A 64-year-old male patient, admitted to the general surgery department with complaints of hematochezia. He had severe thrombocytopenia (2. x10⁹/L) with mild increased leukocyte count (12.270 × 10⁹/L). Endoskopic evaluation of gastrointestinal did not reveal any significant abnormality. Abdominal tomography showed a splenic mass lesion sized of 40 × 37mm. On MRI the lesion was mildly hypointense on T2-weighted images, not visible on T1-weighted images, and demonstrated progressive peripheral contrast enhancement in dynamic post-contrast series. Bone marrow biopsy showed no hematopoietic disease. A diagnostic splenectomy was decided. Prednisone (1.0 mg/kg/day) was started with a possible diagnosis as immune thrombocytopenia which resulted a significant response and the patients was vaccinated according to the splenectomy vaccination guideline. With a platelet count of 450. x10⁹/L he underwent splenectomy.

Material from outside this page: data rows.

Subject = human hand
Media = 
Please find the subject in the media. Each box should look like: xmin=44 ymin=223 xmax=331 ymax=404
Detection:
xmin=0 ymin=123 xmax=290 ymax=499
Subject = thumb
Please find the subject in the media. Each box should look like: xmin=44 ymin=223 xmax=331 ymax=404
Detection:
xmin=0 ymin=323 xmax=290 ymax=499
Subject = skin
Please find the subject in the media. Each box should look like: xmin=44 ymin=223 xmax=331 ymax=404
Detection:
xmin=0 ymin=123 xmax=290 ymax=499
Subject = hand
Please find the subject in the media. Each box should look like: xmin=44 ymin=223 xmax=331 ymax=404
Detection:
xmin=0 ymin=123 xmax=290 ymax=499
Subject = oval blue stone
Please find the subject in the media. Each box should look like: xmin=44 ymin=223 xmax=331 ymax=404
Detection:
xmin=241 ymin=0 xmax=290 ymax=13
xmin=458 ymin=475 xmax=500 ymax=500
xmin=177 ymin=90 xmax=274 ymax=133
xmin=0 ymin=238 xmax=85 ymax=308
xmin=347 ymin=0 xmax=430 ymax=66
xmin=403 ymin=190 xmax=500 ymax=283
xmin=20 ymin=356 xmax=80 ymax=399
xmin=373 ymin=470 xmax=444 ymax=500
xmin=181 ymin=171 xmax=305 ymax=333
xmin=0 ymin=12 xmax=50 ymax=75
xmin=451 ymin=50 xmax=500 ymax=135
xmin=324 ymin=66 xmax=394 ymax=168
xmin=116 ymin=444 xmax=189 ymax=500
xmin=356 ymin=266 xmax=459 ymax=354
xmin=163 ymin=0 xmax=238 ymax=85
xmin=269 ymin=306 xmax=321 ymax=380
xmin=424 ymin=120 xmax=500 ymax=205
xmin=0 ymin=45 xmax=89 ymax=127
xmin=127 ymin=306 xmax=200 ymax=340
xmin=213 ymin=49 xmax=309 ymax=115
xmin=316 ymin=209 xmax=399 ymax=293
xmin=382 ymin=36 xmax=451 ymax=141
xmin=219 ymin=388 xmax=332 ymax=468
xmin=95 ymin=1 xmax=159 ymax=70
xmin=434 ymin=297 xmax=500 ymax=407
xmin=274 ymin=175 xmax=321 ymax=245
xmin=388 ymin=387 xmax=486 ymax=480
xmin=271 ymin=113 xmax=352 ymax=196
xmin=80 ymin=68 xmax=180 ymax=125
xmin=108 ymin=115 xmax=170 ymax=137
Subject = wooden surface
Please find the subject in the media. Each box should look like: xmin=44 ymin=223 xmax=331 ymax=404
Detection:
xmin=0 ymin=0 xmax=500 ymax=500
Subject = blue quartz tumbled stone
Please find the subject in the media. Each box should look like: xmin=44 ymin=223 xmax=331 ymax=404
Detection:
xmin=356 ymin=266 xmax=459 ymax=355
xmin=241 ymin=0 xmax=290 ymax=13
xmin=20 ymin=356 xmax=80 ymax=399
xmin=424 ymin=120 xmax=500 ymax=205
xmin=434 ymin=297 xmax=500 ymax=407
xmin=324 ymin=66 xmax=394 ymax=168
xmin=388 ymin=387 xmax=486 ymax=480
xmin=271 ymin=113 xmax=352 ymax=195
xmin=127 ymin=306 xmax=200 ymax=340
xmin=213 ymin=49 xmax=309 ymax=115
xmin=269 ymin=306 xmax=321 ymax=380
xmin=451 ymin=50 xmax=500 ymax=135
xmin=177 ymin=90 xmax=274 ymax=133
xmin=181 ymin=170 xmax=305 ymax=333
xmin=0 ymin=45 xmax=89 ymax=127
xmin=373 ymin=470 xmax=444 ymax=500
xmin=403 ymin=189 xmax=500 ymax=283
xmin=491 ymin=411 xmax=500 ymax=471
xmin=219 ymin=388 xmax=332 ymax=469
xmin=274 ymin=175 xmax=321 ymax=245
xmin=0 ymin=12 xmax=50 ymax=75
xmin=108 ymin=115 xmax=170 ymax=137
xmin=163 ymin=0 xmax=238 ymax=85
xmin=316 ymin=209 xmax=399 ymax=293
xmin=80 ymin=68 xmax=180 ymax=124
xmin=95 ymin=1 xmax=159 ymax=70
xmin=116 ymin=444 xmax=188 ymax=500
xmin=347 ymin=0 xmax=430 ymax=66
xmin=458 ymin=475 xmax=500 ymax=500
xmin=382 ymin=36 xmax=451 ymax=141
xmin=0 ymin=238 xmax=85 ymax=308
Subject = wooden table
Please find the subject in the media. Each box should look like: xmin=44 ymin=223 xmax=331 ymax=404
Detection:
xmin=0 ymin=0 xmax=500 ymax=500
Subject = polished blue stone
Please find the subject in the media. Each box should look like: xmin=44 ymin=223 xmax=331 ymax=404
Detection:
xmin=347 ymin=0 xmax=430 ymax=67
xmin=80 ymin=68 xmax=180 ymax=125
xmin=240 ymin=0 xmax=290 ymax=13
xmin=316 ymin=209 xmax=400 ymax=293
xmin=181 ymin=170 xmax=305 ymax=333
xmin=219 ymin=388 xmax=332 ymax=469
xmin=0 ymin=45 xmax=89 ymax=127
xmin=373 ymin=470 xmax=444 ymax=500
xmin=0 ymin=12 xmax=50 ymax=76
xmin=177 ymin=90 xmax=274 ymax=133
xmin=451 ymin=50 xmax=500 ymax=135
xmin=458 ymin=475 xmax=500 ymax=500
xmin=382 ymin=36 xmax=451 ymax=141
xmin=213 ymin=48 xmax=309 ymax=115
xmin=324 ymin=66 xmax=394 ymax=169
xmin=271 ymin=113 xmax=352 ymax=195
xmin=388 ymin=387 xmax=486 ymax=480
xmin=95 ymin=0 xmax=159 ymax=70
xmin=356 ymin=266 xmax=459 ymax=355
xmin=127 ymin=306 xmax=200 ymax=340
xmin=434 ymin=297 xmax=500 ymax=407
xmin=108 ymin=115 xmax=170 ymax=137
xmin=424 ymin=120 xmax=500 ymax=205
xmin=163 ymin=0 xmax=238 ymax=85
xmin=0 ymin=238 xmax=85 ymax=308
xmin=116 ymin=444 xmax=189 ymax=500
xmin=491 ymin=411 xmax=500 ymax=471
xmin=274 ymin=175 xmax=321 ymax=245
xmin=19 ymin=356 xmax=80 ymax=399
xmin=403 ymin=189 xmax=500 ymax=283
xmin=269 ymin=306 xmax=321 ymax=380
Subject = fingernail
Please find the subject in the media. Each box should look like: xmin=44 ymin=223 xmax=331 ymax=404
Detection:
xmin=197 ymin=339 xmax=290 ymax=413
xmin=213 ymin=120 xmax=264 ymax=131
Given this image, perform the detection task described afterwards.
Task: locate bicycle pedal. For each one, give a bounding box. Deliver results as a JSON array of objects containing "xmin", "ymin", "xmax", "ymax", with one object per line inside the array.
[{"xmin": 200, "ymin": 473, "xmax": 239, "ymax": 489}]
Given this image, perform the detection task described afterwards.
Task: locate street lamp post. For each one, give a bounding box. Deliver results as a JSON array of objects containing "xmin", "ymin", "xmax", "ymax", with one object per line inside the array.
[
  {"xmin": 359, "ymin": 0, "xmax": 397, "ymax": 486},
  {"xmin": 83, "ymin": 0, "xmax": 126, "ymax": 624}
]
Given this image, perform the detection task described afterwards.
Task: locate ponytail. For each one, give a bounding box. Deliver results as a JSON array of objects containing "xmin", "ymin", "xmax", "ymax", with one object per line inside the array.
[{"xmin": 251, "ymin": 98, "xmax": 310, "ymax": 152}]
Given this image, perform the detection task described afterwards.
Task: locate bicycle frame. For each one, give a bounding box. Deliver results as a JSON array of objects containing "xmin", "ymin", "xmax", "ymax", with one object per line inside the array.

Spleen specimen showed a nodular lesion. Histologic evaluation revealed polytipic lymphoplasmacytic infiltration with focal spindle-shaped cells which were found to be EBER positive. EBV-associated IPT was diagnosed. The patient had no post-operative complaints, and one month after surgery, the platelet count was 386,000 × 10⁹/ml with no recurrence of thrombocytopenia. Serum EBV-DNA results remained negative before and after diagnosis.

The IPTs of the spleen can develop either via proliferation of myofibroblasts or FDC that may be infected by EBV. They may be discovered by investigation of another disorder similar to our case as ITP, leukemoid reaction or hypercalcemia. Total resection of the tumor results in general improvement.